Het effect van gammastralen op goudsbloemen van de man in de maan

"Het effect van gammastralen op goudsbloemen van de man in de maan" is een stuk van Paul Zindel dat de Pulitzer Prize voor Drama in 1971 won.

Inhoudsproblemen: Sommige lijnen van homofobe smet, sigaretten roken, dronkenschap en milde godslastering.

Rollen

Gegoten grootte: 5 acteurs

Mannelijke personages: 0

Vrouwelijke personages: 5

Tillie is een slim, gevoelig, veerkrachtig jong meisje dat dol is op wetenschap. Ze werkt met goudsbloemzaden die worden blootgesteld aan verschillende hoeveelheden straling. Ze plant de zaden en observeert de effecten.

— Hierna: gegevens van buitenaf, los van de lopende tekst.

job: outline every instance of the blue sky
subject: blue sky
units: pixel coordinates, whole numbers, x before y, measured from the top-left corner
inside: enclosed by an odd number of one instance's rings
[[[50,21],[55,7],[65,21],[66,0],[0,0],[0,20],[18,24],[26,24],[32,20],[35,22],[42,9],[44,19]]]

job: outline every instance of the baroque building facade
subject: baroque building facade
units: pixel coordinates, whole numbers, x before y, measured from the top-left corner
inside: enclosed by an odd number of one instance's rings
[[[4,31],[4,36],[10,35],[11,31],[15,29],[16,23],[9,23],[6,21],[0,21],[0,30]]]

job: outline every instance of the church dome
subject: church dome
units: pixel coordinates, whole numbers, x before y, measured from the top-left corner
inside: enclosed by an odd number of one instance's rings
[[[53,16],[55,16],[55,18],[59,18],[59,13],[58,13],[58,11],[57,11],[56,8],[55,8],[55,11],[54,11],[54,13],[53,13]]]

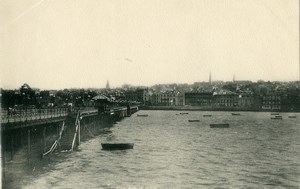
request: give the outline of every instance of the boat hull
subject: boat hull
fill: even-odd
[[[133,149],[133,143],[101,143],[102,150],[127,150]]]
[[[138,117],[148,117],[148,115],[137,115]]]
[[[200,120],[195,119],[195,120],[189,120],[189,122],[200,122]]]
[[[229,128],[228,123],[221,123],[221,124],[210,124],[210,128]]]

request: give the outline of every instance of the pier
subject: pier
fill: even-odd
[[[22,157],[18,161],[24,166],[35,167],[54,151],[72,152],[82,141],[138,110],[138,105],[111,106],[104,111],[97,107],[2,110],[2,179],[6,162],[14,162],[15,156]]]

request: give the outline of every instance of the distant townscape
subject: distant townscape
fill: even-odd
[[[111,89],[40,90],[28,84],[1,89],[4,109],[91,107],[97,96],[111,103],[139,103],[145,109],[198,109],[248,111],[300,111],[300,82],[211,81],[194,84],[157,84]]]

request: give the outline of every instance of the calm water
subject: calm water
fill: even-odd
[[[300,188],[300,114],[140,111],[112,127],[133,150],[102,151],[98,136],[61,153],[25,188]],[[203,117],[212,114],[212,117]],[[289,119],[288,115],[297,115]],[[200,119],[200,122],[188,122]],[[210,123],[229,123],[211,129]]]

Ruth is de mooiere, minder intelligente, maar veel coolere oudere zus van Tillie. Haar extreme angst voor de dood leidt tot epileptische aanvallen en haar humeur zorgt ervoor dat ze naar mensen uithaalt, maar wanneer het goudsbloemexperiment van Tillie lofbetuigingen oplevert, is Ruth oprecht opgewonden voor haar zus.

Beatrice is een trieste, gemene, in elkaar geslagen vrouw die van haar dochters houdt, maar uiteindelijk toegeeft: "Ik haat de wereld."

Oppas is een oude, slechthorende vrouw die het huidige "vijftig dollar per week lijk" is waar Beatrice aan boord gaat. Nanny is een niet-sprekende rol.

Janice Vickery is een andere studentfinalist op de wetenschapsbeurs. Ze verschijnt alleen in Act II, Scene 2 om een ​​irritante monoloog af te leveren over hoe ze een kat heeft gevild en zijn botten weer in elkaar heeft gezet in een skelet dat ze zal doneren aan de wetenschapsafdeling.

omgeving

De toneelschrijver geeft uitgebreide aantekeningen over de details van de instelling, maar tijdens het spel vindt de actie voornamelijk plaats in de lelijke, rommelige woonkamer van het huis die Beatrice deelt met haar twee dochters en haar meest recente inwoner Nanny. In Act II is het podium voor de wetenschapsbeurspresentaties ook een setting.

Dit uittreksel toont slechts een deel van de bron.